Actor-Critic Policy Optimization in Partially Observable Multiagent Environments

TL;DR

This paper explores actor-critic policy optimization methods in partially observable multiagent environments, providing new convergence guarantees and demonstrating effective learning in complex adversarial games like Poker.

Contribution

It introduces novel policy update rules linked to regret minimization, offering convergence guarantees and applying them to model-free multiagent RL in zero-sum games.

Findings

Achieved empirical convergence to approximate Nash equilibria in Poker.

Demonstrated performance comparable or superior to baseline algorithms.

No domain-specific state space reductions needed.

Abstract

Optimization of parameterized policies for reinforcement learning (RL) is an important and challenging problem in artificial intelligence. Among the most common approaches are algorithms based on gradient ascent of a score function representing discounted return.
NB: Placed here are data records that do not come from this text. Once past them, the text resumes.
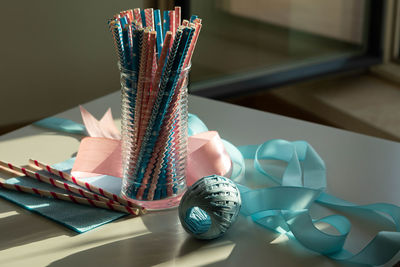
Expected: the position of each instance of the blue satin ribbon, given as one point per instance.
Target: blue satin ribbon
(62, 125)
(285, 208)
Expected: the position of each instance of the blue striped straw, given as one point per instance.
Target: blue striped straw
(127, 47)
(165, 22)
(193, 17)
(159, 30)
(152, 120)
(168, 87)
(143, 16)
(188, 34)
(117, 33)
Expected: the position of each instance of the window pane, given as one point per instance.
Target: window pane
(240, 37)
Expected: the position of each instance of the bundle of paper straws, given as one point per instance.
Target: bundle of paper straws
(156, 56)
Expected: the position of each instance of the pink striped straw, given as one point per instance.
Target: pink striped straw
(140, 88)
(138, 17)
(92, 188)
(155, 87)
(185, 22)
(149, 17)
(177, 17)
(148, 81)
(193, 43)
(56, 183)
(172, 27)
(69, 198)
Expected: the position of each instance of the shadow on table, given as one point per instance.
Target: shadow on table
(23, 227)
(168, 243)
(245, 244)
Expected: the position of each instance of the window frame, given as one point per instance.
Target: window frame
(271, 78)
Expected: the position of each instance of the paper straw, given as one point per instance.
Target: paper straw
(143, 16)
(140, 167)
(177, 16)
(182, 51)
(140, 88)
(115, 27)
(92, 188)
(172, 27)
(168, 85)
(147, 85)
(193, 44)
(165, 22)
(159, 30)
(149, 17)
(193, 17)
(156, 81)
(69, 198)
(185, 22)
(56, 183)
(138, 17)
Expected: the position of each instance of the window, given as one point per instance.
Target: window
(254, 45)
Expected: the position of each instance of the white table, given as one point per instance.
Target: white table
(360, 169)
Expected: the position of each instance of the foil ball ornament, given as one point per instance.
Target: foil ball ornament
(209, 207)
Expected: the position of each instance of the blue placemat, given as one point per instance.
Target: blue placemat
(79, 218)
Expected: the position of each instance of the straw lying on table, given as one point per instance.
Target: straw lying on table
(66, 176)
(157, 52)
(69, 198)
(105, 200)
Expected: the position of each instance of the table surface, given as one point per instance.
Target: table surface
(360, 169)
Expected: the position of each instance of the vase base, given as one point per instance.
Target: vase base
(158, 205)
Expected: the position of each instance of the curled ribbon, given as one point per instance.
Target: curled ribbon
(285, 208)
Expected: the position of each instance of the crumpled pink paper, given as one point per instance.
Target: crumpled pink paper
(100, 154)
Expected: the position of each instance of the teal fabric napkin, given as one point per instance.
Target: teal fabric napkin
(79, 218)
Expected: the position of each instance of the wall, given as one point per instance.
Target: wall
(338, 19)
(55, 55)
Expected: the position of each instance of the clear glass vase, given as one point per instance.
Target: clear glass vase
(154, 137)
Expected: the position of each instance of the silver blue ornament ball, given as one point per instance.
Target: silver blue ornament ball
(209, 207)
In this paper, we examine the role of these policy gradient and actor-critic algorithms in partially-observable multiagent environments. We show several candidate policy update rules and relate them to a foundation of regret minimization and multiagent learning techniques for the one-shot and tabular cases, leading to previously unknown convergence guarantees. We apply our method to model-free multiagent reinforcement learning in adversarial sequential decision problems (zero-sum imperfect information games), using RL-style function approximation. We evaluate on commonly used benchmark Poker domains, showing performance against fixed policies and empirical convergence to approximate Nash equilibria in self-play with rates similar to or better than a baseline model-free algorithm for zero sum games, without any domain-specific state space reductions.